DiplomacyBench

This is an in-progress repository for assessing large language models' ability to play full press Diplomacy (i.e., with open negotiations and alliances) against other AI agents. The goal is to explore how LLMs reason, negotiate, ally, and betray in a highly strategic competitive game.

So far, this is not fully implemented as a benchmark, but as a framework for LLMs to play a standard full press game of Diplomacy. As of now, 8 LLMs can play against each other, with reporting on the performance of the test model.
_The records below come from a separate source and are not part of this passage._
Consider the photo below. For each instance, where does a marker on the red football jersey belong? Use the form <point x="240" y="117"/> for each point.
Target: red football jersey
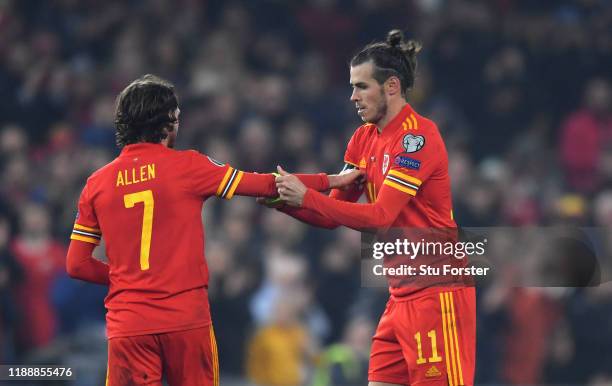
<point x="147" y="205"/>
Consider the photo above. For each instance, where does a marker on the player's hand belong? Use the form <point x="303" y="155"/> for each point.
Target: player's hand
<point x="290" y="188"/>
<point x="346" y="179"/>
<point x="270" y="202"/>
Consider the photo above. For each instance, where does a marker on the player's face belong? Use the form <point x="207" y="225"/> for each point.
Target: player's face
<point x="368" y="95"/>
<point x="172" y="134"/>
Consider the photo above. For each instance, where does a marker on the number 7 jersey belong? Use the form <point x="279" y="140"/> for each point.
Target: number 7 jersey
<point x="147" y="204"/>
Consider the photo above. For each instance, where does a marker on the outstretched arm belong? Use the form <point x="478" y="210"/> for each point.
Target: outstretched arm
<point x="314" y="218"/>
<point x="393" y="196"/>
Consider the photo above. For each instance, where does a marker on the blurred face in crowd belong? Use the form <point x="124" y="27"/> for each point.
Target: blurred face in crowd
<point x="368" y="95"/>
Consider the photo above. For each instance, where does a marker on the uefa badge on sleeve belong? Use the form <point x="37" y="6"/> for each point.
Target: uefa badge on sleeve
<point x="385" y="163"/>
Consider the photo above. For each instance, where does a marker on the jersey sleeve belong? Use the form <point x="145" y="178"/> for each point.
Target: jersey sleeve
<point x="415" y="157"/>
<point x="358" y="216"/>
<point x="352" y="154"/>
<point x="211" y="177"/>
<point x="86" y="226"/>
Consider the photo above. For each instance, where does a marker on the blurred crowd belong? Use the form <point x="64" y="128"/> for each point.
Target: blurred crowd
<point x="521" y="92"/>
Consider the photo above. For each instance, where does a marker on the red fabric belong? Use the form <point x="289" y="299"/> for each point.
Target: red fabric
<point x="313" y="218"/>
<point x="377" y="154"/>
<point x="183" y="357"/>
<point x="80" y="264"/>
<point x="533" y="318"/>
<point x="171" y="294"/>
<point x="359" y="216"/>
<point x="251" y="183"/>
<point x="583" y="137"/>
<point x="394" y="352"/>
<point x="40" y="268"/>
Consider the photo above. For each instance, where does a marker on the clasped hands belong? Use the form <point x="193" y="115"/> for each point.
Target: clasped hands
<point x="291" y="190"/>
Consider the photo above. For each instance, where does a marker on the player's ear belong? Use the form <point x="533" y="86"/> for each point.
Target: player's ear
<point x="393" y="85"/>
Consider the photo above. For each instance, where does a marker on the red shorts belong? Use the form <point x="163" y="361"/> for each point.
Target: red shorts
<point x="183" y="358"/>
<point x="428" y="340"/>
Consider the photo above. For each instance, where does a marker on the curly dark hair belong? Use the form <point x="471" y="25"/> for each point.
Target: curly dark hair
<point x="394" y="57"/>
<point x="145" y="111"/>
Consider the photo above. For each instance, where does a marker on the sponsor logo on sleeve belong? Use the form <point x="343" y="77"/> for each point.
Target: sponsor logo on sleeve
<point x="407" y="162"/>
<point x="385" y="163"/>
<point x="413" y="143"/>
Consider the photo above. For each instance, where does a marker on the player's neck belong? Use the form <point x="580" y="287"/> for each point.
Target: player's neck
<point x="393" y="108"/>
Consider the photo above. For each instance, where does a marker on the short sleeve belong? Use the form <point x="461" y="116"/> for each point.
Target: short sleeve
<point x="86" y="226"/>
<point x="211" y="177"/>
<point x="415" y="157"/>
<point x="352" y="154"/>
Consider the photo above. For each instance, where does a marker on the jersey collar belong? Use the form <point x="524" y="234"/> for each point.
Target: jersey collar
<point x="141" y="147"/>
<point x="396" y="123"/>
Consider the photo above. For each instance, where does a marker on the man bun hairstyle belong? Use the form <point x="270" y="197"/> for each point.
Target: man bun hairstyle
<point x="145" y="111"/>
<point x="394" y="57"/>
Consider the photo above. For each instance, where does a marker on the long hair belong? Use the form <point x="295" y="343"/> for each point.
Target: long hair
<point x="394" y="57"/>
<point x="145" y="111"/>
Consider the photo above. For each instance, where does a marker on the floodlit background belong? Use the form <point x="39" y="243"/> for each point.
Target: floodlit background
<point x="520" y="90"/>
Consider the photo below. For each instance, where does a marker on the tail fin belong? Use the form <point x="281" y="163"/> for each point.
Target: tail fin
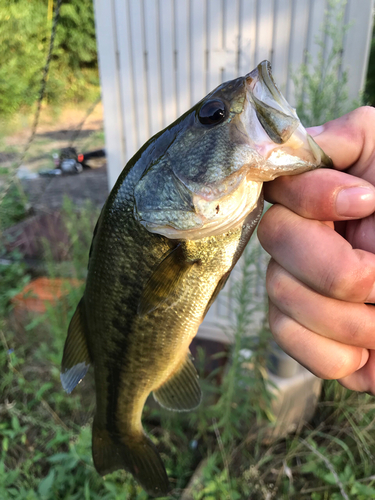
<point x="138" y="456"/>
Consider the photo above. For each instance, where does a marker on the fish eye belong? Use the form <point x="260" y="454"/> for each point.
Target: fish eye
<point x="212" y="112"/>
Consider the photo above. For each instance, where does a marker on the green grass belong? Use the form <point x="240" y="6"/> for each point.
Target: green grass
<point x="45" y="434"/>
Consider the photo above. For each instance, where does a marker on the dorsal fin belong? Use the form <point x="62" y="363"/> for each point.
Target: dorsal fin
<point x="181" y="392"/>
<point x="76" y="359"/>
<point x="164" y="280"/>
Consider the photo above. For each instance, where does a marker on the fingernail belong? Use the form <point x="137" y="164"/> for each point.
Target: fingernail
<point x="364" y="359"/>
<point x="314" y="131"/>
<point x="356" y="201"/>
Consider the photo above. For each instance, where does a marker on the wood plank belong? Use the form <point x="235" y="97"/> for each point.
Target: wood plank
<point x="124" y="57"/>
<point x="197" y="47"/>
<point x="110" y="84"/>
<point x="247" y="36"/>
<point x="215" y="42"/>
<point x="167" y="62"/>
<point x="264" y="30"/>
<point x="357" y="45"/>
<point x="231" y="38"/>
<point x="152" y="48"/>
<point x="138" y="74"/>
<point x="183" y="56"/>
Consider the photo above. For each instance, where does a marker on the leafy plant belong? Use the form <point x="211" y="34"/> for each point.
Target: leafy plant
<point x="321" y="85"/>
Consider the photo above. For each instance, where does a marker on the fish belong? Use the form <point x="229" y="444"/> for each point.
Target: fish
<point x="171" y="231"/>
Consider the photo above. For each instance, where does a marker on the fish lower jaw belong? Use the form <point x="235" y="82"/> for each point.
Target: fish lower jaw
<point x="212" y="217"/>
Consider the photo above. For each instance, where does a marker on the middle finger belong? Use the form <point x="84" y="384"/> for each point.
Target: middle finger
<point x="318" y="256"/>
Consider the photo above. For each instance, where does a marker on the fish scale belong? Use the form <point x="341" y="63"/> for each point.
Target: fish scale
<point x="171" y="231"/>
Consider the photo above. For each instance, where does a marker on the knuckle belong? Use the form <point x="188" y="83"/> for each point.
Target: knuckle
<point x="366" y="113"/>
<point x="339" y="367"/>
<point x="349" y="280"/>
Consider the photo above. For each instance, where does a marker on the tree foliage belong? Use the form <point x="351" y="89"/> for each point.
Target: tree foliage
<point x="25" y="30"/>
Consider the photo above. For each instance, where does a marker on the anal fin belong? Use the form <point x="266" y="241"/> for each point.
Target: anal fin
<point x="76" y="359"/>
<point x="217" y="290"/>
<point x="164" y="280"/>
<point x="136" y="454"/>
<point x="181" y="392"/>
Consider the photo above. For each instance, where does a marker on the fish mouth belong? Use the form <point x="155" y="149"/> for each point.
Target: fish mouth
<point x="276" y="131"/>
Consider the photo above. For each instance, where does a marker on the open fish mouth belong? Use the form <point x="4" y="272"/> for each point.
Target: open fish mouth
<point x="212" y="177"/>
<point x="276" y="131"/>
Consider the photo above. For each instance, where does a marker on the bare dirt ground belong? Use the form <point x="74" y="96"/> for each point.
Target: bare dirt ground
<point x="55" y="131"/>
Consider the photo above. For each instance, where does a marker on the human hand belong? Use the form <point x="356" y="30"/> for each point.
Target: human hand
<point x="321" y="278"/>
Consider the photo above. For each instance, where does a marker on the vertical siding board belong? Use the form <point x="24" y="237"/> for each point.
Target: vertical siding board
<point x="317" y="22"/>
<point x="167" y="61"/>
<point x="265" y="29"/>
<point x="153" y="66"/>
<point x="127" y="100"/>
<point x="248" y="35"/>
<point x="183" y="58"/>
<point x="299" y="29"/>
<point x="158" y="57"/>
<point x="110" y="85"/>
<point x="230" y="39"/>
<point x="281" y="43"/>
<point x="138" y="72"/>
<point x="215" y="41"/>
<point x="356" y="48"/>
<point x="197" y="44"/>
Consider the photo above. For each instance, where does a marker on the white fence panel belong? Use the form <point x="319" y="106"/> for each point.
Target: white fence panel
<point x="159" y="57"/>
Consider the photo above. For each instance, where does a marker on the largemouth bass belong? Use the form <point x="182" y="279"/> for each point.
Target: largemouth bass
<point x="168" y="237"/>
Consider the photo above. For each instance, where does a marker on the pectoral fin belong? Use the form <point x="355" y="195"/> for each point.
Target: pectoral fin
<point x="181" y="392"/>
<point x="217" y="290"/>
<point x="164" y="280"/>
<point x="76" y="359"/>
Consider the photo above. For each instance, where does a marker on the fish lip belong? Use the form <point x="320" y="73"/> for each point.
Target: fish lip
<point x="263" y="74"/>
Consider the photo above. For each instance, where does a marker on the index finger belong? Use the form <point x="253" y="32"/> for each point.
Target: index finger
<point x="350" y="142"/>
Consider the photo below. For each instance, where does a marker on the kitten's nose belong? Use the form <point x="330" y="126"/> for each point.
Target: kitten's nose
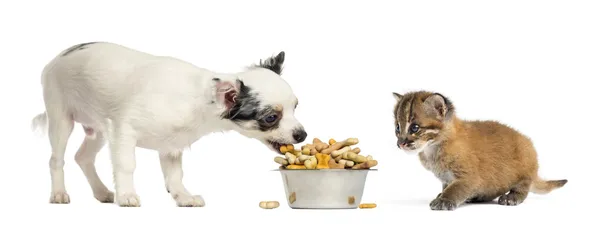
<point x="404" y="142"/>
<point x="299" y="135"/>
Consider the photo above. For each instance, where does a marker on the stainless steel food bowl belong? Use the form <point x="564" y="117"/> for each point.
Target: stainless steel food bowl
<point x="324" y="189"/>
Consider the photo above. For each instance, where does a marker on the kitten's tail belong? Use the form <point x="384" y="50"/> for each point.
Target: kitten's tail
<point x="540" y="186"/>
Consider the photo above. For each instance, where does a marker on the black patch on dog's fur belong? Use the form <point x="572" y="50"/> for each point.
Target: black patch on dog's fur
<point x="77" y="47"/>
<point x="274" y="64"/>
<point x="247" y="108"/>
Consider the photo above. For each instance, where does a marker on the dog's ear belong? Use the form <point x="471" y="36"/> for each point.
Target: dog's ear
<point x="227" y="92"/>
<point x="274" y="63"/>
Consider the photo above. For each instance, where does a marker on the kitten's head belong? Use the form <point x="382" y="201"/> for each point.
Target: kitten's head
<point x="419" y="118"/>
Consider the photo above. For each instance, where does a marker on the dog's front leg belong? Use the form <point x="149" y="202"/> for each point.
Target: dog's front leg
<point x="122" y="145"/>
<point x="171" y="164"/>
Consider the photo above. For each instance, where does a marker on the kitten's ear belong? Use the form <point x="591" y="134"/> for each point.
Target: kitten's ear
<point x="397" y="96"/>
<point x="435" y="105"/>
<point x="274" y="63"/>
<point x="227" y="92"/>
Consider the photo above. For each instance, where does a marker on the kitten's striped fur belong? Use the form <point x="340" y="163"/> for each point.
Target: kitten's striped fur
<point x="477" y="161"/>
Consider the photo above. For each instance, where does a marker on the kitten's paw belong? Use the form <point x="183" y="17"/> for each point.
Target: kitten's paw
<point x="60" y="197"/>
<point x="442" y="204"/>
<point x="128" y="200"/>
<point x="510" y="199"/>
<point x="189" y="200"/>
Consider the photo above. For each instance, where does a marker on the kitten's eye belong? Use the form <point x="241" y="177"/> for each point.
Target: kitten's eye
<point x="271" y="118"/>
<point x="414" y="128"/>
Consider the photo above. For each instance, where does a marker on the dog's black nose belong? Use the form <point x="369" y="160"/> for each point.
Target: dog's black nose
<point x="299" y="135"/>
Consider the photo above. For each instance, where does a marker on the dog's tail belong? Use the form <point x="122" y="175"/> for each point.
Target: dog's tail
<point x="39" y="124"/>
<point x="540" y="186"/>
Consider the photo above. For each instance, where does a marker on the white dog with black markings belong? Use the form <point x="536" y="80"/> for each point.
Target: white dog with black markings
<point x="130" y="99"/>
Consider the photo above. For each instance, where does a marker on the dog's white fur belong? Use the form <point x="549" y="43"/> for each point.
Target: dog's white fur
<point x="130" y="99"/>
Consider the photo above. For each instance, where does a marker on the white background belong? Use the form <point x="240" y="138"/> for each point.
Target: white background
<point x="530" y="64"/>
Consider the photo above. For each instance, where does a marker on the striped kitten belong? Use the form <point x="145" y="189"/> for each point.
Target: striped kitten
<point x="476" y="161"/>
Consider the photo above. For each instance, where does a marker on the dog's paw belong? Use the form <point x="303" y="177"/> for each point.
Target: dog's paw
<point x="189" y="200"/>
<point x="442" y="204"/>
<point x="60" y="197"/>
<point x="105" y="197"/>
<point x="509" y="199"/>
<point x="128" y="200"/>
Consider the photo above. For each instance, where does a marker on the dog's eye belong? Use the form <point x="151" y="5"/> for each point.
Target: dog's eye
<point x="414" y="128"/>
<point x="271" y="118"/>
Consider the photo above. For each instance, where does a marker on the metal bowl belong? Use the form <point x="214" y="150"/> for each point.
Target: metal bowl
<point x="324" y="189"/>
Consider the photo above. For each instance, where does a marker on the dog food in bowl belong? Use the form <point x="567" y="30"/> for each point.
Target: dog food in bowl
<point x="325" y="175"/>
<point x="321" y="155"/>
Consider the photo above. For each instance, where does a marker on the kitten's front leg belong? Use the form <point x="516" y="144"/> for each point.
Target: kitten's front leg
<point x="453" y="195"/>
<point x="444" y="185"/>
<point x="171" y="164"/>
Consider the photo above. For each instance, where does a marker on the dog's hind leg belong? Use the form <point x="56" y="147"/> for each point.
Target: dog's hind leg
<point x="60" y="126"/>
<point x="171" y="164"/>
<point x="86" y="157"/>
<point x="122" y="144"/>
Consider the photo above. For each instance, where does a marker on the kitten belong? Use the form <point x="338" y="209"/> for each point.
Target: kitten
<point x="476" y="161"/>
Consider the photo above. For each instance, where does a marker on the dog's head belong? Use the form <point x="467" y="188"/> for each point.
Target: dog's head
<point x="261" y="104"/>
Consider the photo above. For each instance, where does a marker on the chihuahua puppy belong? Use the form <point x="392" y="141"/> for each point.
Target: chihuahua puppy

It's not really economical to use as a benchmark since each round takes a lot of API calls, and quite a few iterations would be needed to stabilise the scores. So for now this will simply be a testbed for experimenting with LLMs playing diplomacy.

Why is this interesting?
Diplomacy is a classic game of negotiation and balance of power that poses unique challenges in both strategy and communication. It's an interesting test-bed for game theory and complex decision making.

We test if modern LLMs can reason about alliances, plan multi-stage maneuvers, and negotiate effectively—zero-shot. Surprisingly, some models exhibit coherent strategic thinking and can form (and break) alliances in ways that mirror human play.

Here's a game with sonnet-3.7 playing as Austria (the red player), reaching the win condition after 14 turns:

game_animation.mp4

Overview

Game Structure

In our test setup, games are run for up to 50 game-years, with a 4-round negotiation phase before each movement turn. The test model we are examining always plays as Austria (AUT), which has a challenging centre start. The competing models are all powered by gemini-2.0-flash-001 and given a character card for personality & play style.

Each Power (e.g., France, England, Germany) is controlled by a separate LLM. These LLMs communicate and negotiate with each other through short messages (the “press” or “missives”) multiple times each turn, then decide on final orders (moves). The game engine processes these orders, updates the board state, and continues until the game ends.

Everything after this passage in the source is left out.